It was a hot, muggy, rainy and sticky week in Orlando the second week of September. I managed to sneak into the 2014 PCI Security Council’s North American Community Meeting, three fun-filled days of segmentation, tokenization, EMV and encryption, discussions and education. (Yes in some sessions they handed out toothpicks at the door so you could prop your eyes open, but the quantity and quality of information was very high.)


Here are some observations from the meeting this year.

01 Security, Particularly Cyber Security, Is A National Defense Issue.
Navigate the Cyberseas.
We had the pleasure of Admiral James Stavridis, former NATO Supreme Allied Commander Europe and Commander of the U.S. European Command, speak to us on the ever-evolving threats, and identify theaters of battle including Russia, the former Eastern Bloc, the Middle East and Asia Pacific. The Cybersea is a reference to the 9 billion connected devices in the world.

Ubiquity Does Not Equal Safety.
Stavridis thinks that the ubiquity of the Internet and the smart device is a major venerability.

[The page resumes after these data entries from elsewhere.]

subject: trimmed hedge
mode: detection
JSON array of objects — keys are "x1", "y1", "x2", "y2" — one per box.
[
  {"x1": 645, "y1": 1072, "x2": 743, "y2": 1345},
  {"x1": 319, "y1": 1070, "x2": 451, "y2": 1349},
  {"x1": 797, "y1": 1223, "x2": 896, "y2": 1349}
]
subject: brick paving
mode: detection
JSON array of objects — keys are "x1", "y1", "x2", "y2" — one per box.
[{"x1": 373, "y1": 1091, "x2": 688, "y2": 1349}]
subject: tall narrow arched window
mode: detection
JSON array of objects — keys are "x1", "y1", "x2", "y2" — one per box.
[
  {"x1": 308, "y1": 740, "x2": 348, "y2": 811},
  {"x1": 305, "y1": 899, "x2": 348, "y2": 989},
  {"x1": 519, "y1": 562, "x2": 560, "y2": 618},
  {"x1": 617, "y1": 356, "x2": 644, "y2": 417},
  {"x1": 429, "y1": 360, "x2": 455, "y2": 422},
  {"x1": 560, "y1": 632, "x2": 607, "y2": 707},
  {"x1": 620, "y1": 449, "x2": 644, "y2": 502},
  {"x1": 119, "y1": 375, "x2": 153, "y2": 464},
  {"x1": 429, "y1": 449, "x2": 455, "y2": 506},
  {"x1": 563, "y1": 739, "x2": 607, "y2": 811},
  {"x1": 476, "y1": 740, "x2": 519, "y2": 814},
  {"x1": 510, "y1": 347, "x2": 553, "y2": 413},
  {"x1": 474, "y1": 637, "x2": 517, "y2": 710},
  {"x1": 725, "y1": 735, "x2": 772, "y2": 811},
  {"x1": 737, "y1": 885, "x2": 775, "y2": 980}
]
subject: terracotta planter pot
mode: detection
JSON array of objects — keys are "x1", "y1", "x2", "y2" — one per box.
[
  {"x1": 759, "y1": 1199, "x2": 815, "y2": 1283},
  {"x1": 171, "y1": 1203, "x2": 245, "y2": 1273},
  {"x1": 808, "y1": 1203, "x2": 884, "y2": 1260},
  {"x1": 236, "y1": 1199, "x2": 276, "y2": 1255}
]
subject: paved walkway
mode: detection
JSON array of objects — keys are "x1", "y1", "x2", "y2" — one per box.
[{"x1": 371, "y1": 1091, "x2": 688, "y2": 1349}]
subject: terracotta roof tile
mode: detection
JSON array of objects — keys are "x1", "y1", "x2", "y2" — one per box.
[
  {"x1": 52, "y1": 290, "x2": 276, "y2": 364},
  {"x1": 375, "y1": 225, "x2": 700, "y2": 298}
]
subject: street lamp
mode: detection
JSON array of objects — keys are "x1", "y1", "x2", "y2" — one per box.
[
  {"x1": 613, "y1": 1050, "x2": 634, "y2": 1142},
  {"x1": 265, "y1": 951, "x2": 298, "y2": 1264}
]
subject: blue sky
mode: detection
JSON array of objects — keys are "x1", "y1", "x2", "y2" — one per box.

He stressed that no matter how good our technology or security is, poorly trained or apathetic people and poor processes will defeat our efforts.

The Threat Is Often Government Sponsored.
Threats from outside the United States are often government sponsored. He indicated that 1.2 billion accounts and 500 million passwords have been taken by Russian cybercriminals, with the Russian FSB (equivalent of American CIA and FBI) in cahoots with them. The Russian government is not prosecuting these criminals, but it is reserving the right to use the data at a later time. Admiral Stavridis also had seen that similar attacks are coming at a staggering rate from Hamas and ISIS, as well as other militant groups. The Admiral feels we are already at Cyberwar.

Staridis indicated the countries that are the largest threat to United States data (PAN and PII) are: China, Nigeria, Brazil, Ukraine, Russia and Vietnam.

America’s Biggest Threat Is Cyberwar.
Right now cyber attacks are the biggest threat to America because we have the largest gap in preparedness to address the threat versus the abilities of the attackers. We know how to be victorious in a kinetic war, but are not as prepared for the cyber one. 
Partnership between government, private and public sectors is the only way to attack this threat, and we need to find a balance between other countries to address this or the threat.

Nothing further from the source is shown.